Residents of the Amathus area staged a protest outside parliament on Monday demanding compensation for their land which has been expropriated as it lies within an archaeological site.
The protest was held while inside the House interior affairs committee was discussing the issue.
Speaking to reporters later, the head of the property owners group Takis Onisiforou said the issue dates back to 1964 when the area in question was designated as an archaeological site.
Initially some 300 families were affected, while today there still remain 40 to 50 families who have yet to receive compensation for having their properties expropriated.
According to Onisiforou, the disaffected property owners are currently expecting an offer of €6 million in compensation.
This figure is not satisfactory, he added, but it is a start. The owners themselves estimate the combined value of their properties is closer to €16 million.
The total land in question still awaiting compensation is around 80 donums.
At the current rate of the state disbursing compensation, said Onisiforou, the remaining 40 to 50 families would have to wait another 30 years.

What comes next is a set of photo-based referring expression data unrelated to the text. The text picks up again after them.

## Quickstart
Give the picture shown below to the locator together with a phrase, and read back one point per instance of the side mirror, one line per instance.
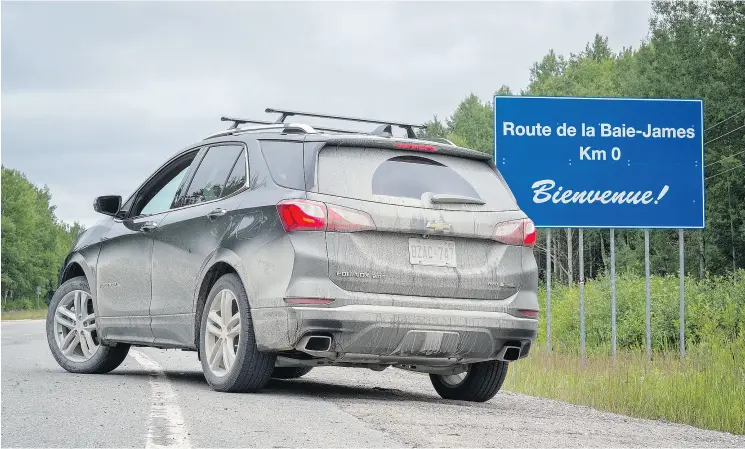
(107, 205)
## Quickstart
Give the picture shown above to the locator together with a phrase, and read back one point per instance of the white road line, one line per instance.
(166, 426)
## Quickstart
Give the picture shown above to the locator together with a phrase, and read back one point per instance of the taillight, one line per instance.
(529, 313)
(516, 232)
(304, 215)
(416, 146)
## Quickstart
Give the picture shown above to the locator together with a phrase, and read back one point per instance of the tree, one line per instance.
(34, 242)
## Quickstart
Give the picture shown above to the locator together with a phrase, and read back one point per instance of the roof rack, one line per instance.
(241, 121)
(439, 140)
(381, 130)
(307, 129)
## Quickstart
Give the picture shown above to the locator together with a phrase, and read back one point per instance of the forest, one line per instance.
(693, 50)
(34, 241)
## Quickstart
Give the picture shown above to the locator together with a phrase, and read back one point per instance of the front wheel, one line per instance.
(230, 358)
(73, 334)
(479, 384)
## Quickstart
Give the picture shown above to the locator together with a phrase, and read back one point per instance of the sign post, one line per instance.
(604, 163)
(613, 291)
(681, 251)
(581, 294)
(548, 290)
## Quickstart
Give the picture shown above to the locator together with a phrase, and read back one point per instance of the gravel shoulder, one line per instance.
(44, 406)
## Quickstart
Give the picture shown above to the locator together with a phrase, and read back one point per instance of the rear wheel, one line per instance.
(479, 384)
(286, 372)
(72, 332)
(228, 352)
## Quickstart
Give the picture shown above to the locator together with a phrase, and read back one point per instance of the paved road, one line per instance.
(160, 398)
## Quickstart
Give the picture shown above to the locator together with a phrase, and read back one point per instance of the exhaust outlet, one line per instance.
(316, 345)
(509, 353)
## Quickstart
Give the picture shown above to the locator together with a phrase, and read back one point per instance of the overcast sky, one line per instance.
(95, 96)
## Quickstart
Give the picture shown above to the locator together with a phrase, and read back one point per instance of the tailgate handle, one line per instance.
(217, 213)
(443, 198)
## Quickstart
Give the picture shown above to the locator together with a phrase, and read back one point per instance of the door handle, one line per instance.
(217, 213)
(149, 226)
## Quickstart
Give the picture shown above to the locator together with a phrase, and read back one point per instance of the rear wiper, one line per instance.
(444, 198)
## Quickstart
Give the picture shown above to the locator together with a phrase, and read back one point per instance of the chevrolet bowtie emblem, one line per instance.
(439, 226)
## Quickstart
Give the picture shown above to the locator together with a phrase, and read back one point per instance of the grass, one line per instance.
(707, 390)
(33, 314)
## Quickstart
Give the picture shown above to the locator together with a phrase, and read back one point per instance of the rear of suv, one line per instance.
(336, 248)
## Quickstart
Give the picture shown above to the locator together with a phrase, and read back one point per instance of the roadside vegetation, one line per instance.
(706, 390)
(24, 309)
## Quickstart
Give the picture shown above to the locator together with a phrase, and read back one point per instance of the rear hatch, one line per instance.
(432, 222)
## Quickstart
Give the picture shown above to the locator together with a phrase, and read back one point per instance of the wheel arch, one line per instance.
(223, 262)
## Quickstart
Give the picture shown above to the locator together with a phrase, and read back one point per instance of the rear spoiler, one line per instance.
(414, 145)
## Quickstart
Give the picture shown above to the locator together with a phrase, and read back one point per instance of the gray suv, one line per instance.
(274, 248)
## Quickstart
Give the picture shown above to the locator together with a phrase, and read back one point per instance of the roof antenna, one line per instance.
(383, 131)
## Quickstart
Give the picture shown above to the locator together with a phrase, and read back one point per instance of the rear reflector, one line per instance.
(304, 215)
(416, 146)
(529, 313)
(315, 301)
(516, 232)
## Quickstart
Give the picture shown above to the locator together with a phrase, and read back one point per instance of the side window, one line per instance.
(159, 194)
(285, 162)
(237, 178)
(209, 179)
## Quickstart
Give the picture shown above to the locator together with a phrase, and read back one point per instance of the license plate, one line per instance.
(438, 253)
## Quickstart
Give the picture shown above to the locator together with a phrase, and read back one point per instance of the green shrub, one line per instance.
(715, 312)
(22, 304)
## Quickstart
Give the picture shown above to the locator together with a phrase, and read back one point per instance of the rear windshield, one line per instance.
(403, 177)
(413, 176)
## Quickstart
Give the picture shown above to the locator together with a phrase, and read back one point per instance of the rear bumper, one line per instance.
(395, 334)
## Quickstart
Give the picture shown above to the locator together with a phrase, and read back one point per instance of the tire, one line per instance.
(482, 381)
(104, 358)
(286, 372)
(248, 369)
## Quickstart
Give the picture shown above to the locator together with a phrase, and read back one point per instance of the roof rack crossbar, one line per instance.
(242, 121)
(409, 127)
(307, 129)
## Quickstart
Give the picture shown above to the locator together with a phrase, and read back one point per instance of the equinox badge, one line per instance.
(439, 226)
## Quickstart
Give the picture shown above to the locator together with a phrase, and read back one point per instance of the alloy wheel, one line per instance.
(75, 328)
(222, 336)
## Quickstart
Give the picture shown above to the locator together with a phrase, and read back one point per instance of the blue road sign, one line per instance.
(603, 162)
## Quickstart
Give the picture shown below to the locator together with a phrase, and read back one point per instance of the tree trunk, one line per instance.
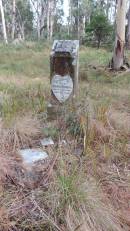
(48, 20)
(128, 30)
(3, 22)
(13, 19)
(118, 56)
(38, 21)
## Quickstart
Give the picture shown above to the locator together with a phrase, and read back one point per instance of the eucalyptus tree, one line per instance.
(118, 55)
(3, 22)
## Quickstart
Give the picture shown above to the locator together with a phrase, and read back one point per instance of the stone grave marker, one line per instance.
(63, 72)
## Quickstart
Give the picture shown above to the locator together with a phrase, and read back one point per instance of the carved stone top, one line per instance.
(63, 47)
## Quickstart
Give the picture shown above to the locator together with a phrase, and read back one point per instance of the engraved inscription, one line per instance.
(62, 87)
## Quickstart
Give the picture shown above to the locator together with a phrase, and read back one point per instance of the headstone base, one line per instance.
(54, 111)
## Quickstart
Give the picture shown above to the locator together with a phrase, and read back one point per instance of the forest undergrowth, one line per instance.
(84, 184)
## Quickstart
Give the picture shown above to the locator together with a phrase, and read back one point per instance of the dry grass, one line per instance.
(66, 192)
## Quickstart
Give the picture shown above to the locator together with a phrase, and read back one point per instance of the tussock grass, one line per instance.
(66, 192)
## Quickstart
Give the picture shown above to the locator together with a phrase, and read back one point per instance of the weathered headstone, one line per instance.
(63, 72)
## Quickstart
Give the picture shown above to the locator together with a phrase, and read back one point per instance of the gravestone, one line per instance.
(63, 73)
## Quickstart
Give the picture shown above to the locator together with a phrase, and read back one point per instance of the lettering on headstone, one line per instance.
(62, 87)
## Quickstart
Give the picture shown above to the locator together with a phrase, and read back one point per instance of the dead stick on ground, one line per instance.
(51, 168)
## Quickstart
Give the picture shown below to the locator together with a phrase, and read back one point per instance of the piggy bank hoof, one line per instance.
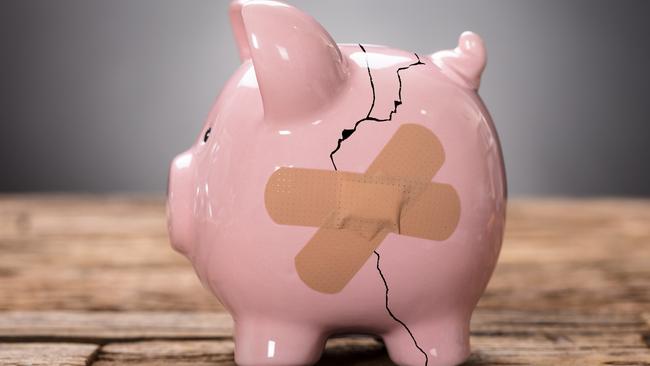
(439, 343)
(269, 343)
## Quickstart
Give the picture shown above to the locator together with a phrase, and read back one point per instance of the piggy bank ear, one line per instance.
(299, 68)
(465, 63)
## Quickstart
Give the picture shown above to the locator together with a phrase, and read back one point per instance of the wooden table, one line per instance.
(92, 280)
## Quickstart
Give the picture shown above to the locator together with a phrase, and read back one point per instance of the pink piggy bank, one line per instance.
(342, 189)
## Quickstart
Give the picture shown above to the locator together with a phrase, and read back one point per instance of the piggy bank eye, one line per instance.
(207, 135)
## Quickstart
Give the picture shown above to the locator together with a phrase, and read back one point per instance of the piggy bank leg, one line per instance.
(260, 342)
(445, 342)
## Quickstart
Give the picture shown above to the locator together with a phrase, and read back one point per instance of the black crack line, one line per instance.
(348, 132)
(426, 357)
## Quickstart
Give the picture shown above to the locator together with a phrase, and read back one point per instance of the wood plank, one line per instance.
(365, 351)
(572, 287)
(104, 327)
(112, 253)
(47, 354)
(343, 351)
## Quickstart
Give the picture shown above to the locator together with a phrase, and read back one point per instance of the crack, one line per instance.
(426, 357)
(346, 133)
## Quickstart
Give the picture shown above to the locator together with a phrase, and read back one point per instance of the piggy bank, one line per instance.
(342, 189)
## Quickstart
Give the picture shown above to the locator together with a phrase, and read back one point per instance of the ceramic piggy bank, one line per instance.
(342, 189)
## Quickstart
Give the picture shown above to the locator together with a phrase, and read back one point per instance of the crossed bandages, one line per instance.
(355, 212)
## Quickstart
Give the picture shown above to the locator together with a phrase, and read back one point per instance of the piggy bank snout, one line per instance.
(180, 203)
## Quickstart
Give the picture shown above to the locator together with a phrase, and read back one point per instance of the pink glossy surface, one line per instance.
(288, 107)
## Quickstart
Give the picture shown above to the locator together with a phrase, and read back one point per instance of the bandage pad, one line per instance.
(355, 212)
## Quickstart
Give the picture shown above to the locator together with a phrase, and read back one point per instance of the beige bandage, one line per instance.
(355, 212)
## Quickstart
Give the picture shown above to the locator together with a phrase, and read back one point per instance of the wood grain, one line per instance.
(46, 354)
(95, 279)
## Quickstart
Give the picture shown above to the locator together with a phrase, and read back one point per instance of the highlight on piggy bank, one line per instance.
(342, 189)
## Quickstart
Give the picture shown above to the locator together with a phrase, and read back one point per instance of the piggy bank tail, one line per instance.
(465, 63)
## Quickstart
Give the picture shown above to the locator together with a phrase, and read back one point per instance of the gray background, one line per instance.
(100, 95)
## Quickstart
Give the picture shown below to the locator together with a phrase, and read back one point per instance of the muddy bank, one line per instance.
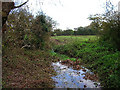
(68, 77)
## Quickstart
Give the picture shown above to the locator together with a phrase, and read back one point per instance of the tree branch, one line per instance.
(20, 5)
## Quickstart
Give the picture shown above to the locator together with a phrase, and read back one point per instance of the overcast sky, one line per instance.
(70, 13)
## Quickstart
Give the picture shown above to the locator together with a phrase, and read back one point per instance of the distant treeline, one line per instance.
(78, 31)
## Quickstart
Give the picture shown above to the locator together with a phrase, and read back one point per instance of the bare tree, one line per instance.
(6, 8)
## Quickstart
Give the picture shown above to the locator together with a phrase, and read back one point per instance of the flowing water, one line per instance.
(69, 78)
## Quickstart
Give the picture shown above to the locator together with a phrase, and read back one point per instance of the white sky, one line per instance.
(70, 13)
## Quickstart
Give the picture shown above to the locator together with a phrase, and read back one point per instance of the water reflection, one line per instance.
(69, 78)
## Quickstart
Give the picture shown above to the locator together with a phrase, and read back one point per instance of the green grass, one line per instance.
(101, 58)
(22, 68)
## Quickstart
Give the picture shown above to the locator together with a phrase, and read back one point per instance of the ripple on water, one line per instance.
(69, 78)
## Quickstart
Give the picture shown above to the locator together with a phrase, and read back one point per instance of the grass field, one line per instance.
(100, 57)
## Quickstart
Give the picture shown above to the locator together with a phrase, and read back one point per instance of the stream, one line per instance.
(69, 78)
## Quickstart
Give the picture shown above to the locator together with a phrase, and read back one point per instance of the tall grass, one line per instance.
(101, 58)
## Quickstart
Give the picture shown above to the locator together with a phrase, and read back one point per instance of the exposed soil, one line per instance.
(27, 69)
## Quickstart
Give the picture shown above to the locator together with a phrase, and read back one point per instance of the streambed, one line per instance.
(67, 77)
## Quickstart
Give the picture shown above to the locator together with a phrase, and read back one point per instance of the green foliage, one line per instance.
(101, 57)
(41, 29)
(28, 31)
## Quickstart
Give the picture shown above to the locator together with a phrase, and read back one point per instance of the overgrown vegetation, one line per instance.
(101, 58)
(26, 62)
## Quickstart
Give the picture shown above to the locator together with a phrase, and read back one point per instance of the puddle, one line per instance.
(69, 78)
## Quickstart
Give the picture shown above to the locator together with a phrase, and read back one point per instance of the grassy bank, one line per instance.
(27, 69)
(101, 58)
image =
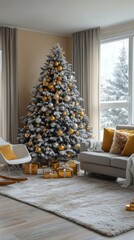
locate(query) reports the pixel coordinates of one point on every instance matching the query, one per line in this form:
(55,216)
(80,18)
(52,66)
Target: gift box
(31,168)
(65,172)
(55,166)
(52,162)
(42,170)
(75,165)
(130,207)
(51,175)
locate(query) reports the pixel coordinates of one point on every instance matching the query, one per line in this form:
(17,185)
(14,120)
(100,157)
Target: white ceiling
(64,16)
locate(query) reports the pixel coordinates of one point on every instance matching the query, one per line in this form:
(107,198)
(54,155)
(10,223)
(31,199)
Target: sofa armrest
(87,145)
(91,145)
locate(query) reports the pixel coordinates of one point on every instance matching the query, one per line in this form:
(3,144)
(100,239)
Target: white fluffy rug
(94,203)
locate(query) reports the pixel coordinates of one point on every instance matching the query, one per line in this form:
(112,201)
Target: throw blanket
(130,172)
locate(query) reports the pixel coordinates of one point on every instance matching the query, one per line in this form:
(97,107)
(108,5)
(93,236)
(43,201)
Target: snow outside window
(115,84)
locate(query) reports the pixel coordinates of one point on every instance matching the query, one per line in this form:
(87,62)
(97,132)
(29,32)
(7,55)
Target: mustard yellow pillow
(119,141)
(7,152)
(107,139)
(129,146)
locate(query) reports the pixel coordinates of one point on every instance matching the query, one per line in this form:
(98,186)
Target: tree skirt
(94,203)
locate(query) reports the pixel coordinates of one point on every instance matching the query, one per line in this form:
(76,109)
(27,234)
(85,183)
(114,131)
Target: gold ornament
(67,98)
(64,113)
(77,146)
(70,85)
(59,132)
(38,149)
(53,89)
(82,113)
(44,98)
(61,147)
(50,86)
(59,68)
(71,131)
(68,89)
(69,154)
(56,63)
(59,82)
(59,78)
(45,83)
(29,114)
(52,118)
(44,129)
(38,136)
(27,135)
(81,125)
(88,128)
(30,143)
(56,96)
(73,115)
(41,90)
(58,92)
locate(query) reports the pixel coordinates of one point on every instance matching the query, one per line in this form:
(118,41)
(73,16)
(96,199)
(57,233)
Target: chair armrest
(91,145)
(88,145)
(20,150)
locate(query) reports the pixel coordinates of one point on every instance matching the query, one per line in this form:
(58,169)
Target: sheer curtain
(86,48)
(9,88)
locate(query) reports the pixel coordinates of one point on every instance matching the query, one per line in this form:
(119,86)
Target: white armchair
(20,151)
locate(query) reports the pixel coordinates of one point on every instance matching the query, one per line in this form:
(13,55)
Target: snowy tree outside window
(114,83)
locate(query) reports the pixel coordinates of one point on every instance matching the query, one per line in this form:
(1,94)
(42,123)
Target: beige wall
(32,50)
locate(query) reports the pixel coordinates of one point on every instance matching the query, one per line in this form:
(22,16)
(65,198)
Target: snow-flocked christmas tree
(55,123)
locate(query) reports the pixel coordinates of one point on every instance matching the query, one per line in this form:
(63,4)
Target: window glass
(114,83)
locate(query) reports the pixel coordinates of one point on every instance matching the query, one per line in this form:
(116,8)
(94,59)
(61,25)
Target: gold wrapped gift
(31,168)
(42,170)
(52,162)
(55,166)
(75,165)
(65,172)
(130,207)
(51,175)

In May 2016, Amathus residents staged a protest claiming that a Russian company planned to build a major complex in the area, while their land was being expropriated by the antiquities department for humiliatingly low prices.
The area is an archaeological site containing the remnants of one of the island’s most ancient towns. Dating back to at least 1100 BC, it is linked to the cult of Aphrodite with the site containing a temple, tombs, and public baths.